It's clear that, halachically, all contracts elevating same-sex relationships to the level of unions are proscribed as a matter of Noahide law. (See midrashim on Bereishis 6:2, and BT Sanhedrin....somewhere between 54b and 59a. I'm still looking)
It's nearly equally clear that there is no solid logical reason to prohibit said relationships and unions, and there even might be salient social policy arguments in favor of the practice. This means that the only remaining objections are axiomatically theological.

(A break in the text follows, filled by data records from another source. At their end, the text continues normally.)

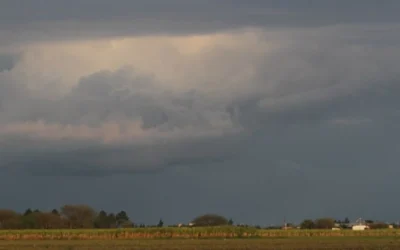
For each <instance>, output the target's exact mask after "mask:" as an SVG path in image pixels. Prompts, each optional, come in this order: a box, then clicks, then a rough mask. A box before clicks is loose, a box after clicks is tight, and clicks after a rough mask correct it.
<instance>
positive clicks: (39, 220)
mask: <svg viewBox="0 0 400 250" xmlns="http://www.w3.org/2000/svg"><path fill="white" fill-rule="evenodd" d="M33 216H34V217H35V218H36V223H37V226H38V228H40V229H51V228H63V227H64V226H65V225H64V221H63V220H62V218H61V217H60V216H59V215H57V214H53V213H51V212H46V213H34V214H33Z"/></svg>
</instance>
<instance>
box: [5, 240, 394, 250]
mask: <svg viewBox="0 0 400 250" xmlns="http://www.w3.org/2000/svg"><path fill="white" fill-rule="evenodd" d="M42 249H54V250H105V249H116V250H159V249H160V250H163V249H165V250H214V249H215V250H244V249H246V250H247V249H248V250H250V249H251V250H262V249H265V250H272V249H273V250H279V249H282V250H289V249H304V250H306V249H310V250H311V249H342V250H345V249H348V250H350V249H352V250H356V249H357V250H358V249H360V250H361V249H363V250H366V249H382V250H383V249H400V238H399V237H287V238H268V239H227V240H224V239H213V240H211V239H186V240H182V239H181V240H179V239H169V240H161V239H159V240H157V239H136V240H108V241H105V240H70V241H66V240H53V241H49V240H34V241H31V240H21V241H20V240H17V241H0V250H42Z"/></svg>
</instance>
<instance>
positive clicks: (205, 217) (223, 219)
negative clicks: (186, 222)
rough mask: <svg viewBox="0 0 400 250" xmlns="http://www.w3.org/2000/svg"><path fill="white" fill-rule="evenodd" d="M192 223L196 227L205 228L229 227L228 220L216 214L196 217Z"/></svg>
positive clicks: (221, 216) (193, 220)
mask: <svg viewBox="0 0 400 250" xmlns="http://www.w3.org/2000/svg"><path fill="white" fill-rule="evenodd" d="M192 223H193V224H194V226H196V227H204V226H223V225H228V220H227V219H226V218H225V217H223V216H220V215H216V214H205V215H201V216H198V217H196V218H195V219H194V220H193V221H192Z"/></svg>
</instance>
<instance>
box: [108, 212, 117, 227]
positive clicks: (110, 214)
mask: <svg viewBox="0 0 400 250" xmlns="http://www.w3.org/2000/svg"><path fill="white" fill-rule="evenodd" d="M107 221H108V223H109V227H110V228H115V227H116V226H117V218H116V216H115V214H113V213H109V214H108V215H107Z"/></svg>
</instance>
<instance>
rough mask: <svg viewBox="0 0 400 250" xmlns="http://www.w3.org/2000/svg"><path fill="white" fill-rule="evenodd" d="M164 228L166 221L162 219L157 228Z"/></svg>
mask: <svg viewBox="0 0 400 250" xmlns="http://www.w3.org/2000/svg"><path fill="white" fill-rule="evenodd" d="M163 226H164V221H163V220H162V219H160V221H159V222H158V224H157V227H163Z"/></svg>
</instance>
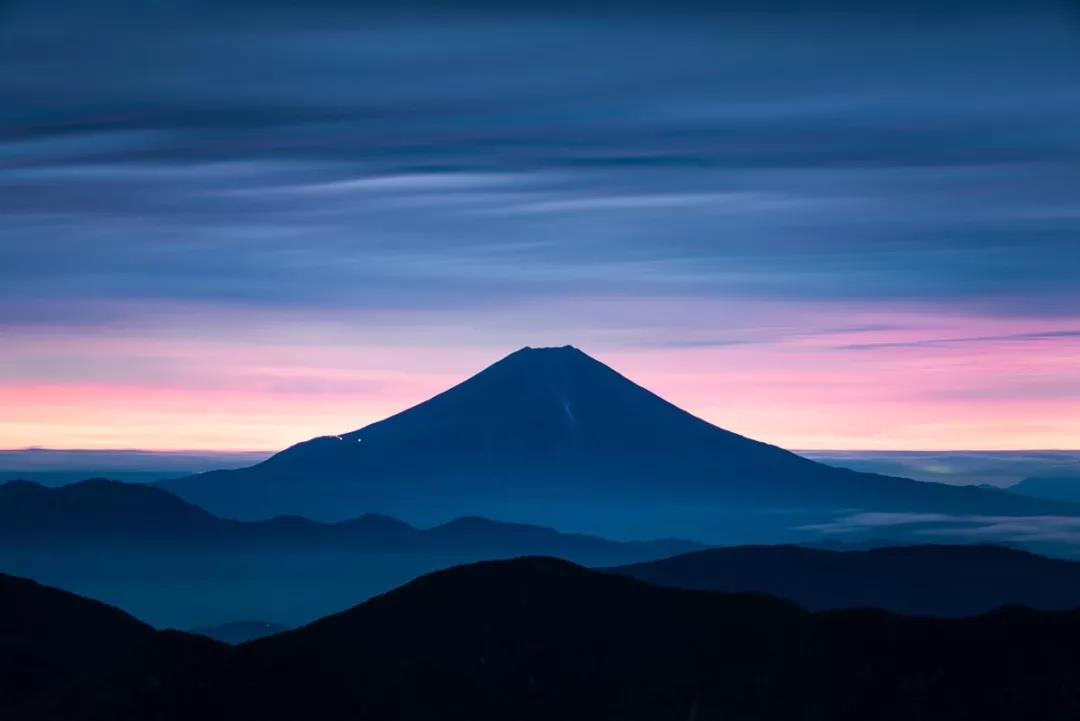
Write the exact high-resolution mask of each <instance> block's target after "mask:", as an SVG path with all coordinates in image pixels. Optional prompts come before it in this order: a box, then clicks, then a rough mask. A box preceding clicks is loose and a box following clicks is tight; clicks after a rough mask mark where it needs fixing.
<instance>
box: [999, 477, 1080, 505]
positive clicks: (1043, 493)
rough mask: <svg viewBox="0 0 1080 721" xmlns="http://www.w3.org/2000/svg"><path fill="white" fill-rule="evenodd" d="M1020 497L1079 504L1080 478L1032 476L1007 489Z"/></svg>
mask: <svg viewBox="0 0 1080 721" xmlns="http://www.w3.org/2000/svg"><path fill="white" fill-rule="evenodd" d="M1009 491H1010V492H1012V493H1016V494H1020V495H1027V496H1030V498H1035V499H1044V500H1048V501H1061V502H1064V503H1080V476H1032V477H1031V478H1025V479H1024V480H1022V481H1020V482H1018V484H1015V485H1013V486H1010V487H1009Z"/></svg>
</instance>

Still, if one takes one's belief in Torah MiSinai seriously, one finds oneself intellectually bound to believe in the axiomatic immorality of homosexual unions.
So does that mean that one is therefore obligated to directly support Prop 8?
I'll say no.
I just read an article in the Chovevei journal that illustrated the difference between protesting the objectionable and actually having to put a stop to it.
At first glance, one might think that the Mormons' effort provided the paradigm that all "right-thinking" people should follow, particularly Orthodox Jews. ("Da'as Torah" proponents are usually very uncomfortable when religious groups out-frum the frum in formulating public policy.)
However, I think it would be both morally and religiously sufficient to simply--abstain. This is a case where one could be yotzei "protesting" by simply not voting against Prop 8. (And be clear that, even if one's extrareligious conscience is bothered by ostensible religious "homophobia", the Torah's baseline position is not, to say the least, congruent with the current socio-political zeitgeist.)
Why would one not be obligated to go vote for Prop 8 given the opportunity?
There is an argument among liberal cognoscenti (and less-then-cognoscenti) that the full granting of sexual and marital civil rights is an inevitability. This is arguable in either direction; however, the fact that voters in thirty states voted to ban gay marriage does not necessarily postpone the inevitable. Aderabba: one can be certain that when Brown v Board was decided in 1954, even up to the passage of the Civil Rights and Voting Rights Act in 1965, the majority of (at least) the South's (white) citizens were dead set against the granting of ANY legal equality. One must remember, too, that the objections--when they resembled anything rational--were usually either Biblical (Genesis 9:25-27) and/or sexually Darwinian (even now, black male-white female love scenes in mainstream Hollywood are extremely rare). Yet the legislation passed, and has become an inexorable part of our political culture and zeitgeist.
One can claim that the Mormon effort might actually speed up the process. (One should also appreciate the irony of a Mormon effort to pass legislation restricting marriage to one man and one woman. In contradistinction to the "Da'as Torah" influenced fear of other religious groups' out-"frumming" Jews, I thank Hashem Shelo Asani Fundamentalist. They actually make us look good.)